Feasible reason for the cases of unexpectedly low Leu− mutant ratio
In the DNA databases, no LEU2 sequence was available for S. kudriavzevii CBS8840^T^, when we started this study. Sequence analysis of CBS8840^T^ strain’s LEU2 revealed one nucleotide difference at 5’ end region of the target 20 bp compared with the common guide sequence for Sc-SeLEU2 (Fig. 4E). The single-nucleotide difference at the site may have caused the low ratio, whereas one nucleotide substitution near the 3’-end of the 20 bp did not matter (Fig. 4A–D). The allodiploid strain S. pastorianus W34/70 harbors Sc-type and Se-type LEU2 genes, similar to the strain CBS1513^T^ (Table 2 (B)). The guide sequence type Sc-SeLEU2 in the Cas9 plasmid was identical to the corresponding regions in the two LEU2 genes in W34/70 (Fig. 4F) and CBS1513^T^ genomes (Table 2 (B)). One possible reason for the low Leu^−^ ratio is that an imaginary higher copy number of the genomic LEU2 gene caused the lower Leu^−^ mutant ratio. In fact, de la Cerda Garcia-Caro et al. (2022) reported that the S. pastorianus W34/70 strain has multiple copies of ScLEU2 and SeLEU2. It is feasible that the higher copy number of the LEU2 gene in the genome caused the lower Leu^−^ mutant ratio.

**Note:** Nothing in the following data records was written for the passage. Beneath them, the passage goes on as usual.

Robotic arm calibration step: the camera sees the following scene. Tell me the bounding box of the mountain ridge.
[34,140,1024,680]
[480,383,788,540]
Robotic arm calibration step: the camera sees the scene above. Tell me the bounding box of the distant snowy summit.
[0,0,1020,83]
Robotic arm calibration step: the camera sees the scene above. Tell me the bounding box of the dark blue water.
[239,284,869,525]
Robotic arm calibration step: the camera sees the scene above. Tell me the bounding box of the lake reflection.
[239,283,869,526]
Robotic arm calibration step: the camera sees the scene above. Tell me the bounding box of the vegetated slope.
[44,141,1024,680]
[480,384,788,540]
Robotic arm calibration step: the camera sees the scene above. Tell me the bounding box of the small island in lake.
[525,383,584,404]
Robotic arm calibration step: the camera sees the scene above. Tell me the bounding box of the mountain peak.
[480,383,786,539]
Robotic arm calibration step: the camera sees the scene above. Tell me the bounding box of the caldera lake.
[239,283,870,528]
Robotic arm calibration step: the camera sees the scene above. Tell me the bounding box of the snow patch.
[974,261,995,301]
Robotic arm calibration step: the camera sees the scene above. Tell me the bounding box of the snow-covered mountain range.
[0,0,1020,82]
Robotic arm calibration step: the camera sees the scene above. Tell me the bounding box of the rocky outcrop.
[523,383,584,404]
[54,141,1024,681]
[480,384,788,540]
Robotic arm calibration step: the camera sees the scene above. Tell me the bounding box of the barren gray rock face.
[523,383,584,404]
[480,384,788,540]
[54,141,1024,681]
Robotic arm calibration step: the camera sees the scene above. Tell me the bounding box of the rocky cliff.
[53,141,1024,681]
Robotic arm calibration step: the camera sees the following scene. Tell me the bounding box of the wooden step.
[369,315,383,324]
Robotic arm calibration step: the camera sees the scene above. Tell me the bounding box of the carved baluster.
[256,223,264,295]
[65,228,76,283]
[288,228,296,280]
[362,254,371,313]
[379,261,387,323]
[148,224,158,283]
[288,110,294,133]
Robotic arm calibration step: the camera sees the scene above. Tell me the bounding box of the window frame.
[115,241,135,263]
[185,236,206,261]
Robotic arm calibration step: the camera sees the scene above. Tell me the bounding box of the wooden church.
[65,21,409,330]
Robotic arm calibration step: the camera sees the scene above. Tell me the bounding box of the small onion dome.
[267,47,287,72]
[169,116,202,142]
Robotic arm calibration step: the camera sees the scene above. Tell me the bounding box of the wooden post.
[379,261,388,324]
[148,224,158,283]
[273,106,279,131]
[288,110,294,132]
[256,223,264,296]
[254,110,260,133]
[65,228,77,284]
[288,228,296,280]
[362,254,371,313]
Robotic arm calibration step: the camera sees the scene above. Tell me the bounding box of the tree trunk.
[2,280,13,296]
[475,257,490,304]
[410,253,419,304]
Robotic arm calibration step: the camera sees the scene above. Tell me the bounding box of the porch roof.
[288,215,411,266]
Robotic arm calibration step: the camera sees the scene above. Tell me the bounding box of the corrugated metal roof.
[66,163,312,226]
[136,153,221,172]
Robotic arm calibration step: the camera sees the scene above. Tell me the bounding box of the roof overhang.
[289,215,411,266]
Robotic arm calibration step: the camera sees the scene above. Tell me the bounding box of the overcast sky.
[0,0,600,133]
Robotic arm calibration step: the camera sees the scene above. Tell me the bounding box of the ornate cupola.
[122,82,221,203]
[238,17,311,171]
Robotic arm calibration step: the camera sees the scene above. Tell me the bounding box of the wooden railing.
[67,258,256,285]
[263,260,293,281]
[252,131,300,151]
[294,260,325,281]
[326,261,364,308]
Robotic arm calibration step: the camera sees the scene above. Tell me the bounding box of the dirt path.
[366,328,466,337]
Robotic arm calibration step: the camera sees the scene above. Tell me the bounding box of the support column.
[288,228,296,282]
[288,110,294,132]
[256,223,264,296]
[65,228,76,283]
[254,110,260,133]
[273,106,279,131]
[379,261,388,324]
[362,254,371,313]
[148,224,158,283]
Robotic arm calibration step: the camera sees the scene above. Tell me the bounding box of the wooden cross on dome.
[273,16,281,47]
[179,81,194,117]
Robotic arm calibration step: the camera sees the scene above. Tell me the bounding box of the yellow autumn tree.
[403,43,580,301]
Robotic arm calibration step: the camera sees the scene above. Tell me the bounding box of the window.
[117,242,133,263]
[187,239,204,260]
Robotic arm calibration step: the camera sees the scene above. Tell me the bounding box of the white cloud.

In this study, we also predicted applicability of the LEU2-targeting plasmids and the template DNAs to other Saccharomyces sensu stricto species, namely, S. cariocanus, S. mikatae, S. arboricolus, S. eubayanus, and S. uvarum.
In conclusion, the series of CRISPR-Cas9 plasmids constructed in this study enabled the generation of leu2 mutant strains from prototrophic strains of Saccharomyces sensu stricto species, including natural isolate, industrial, and allodiploid strains.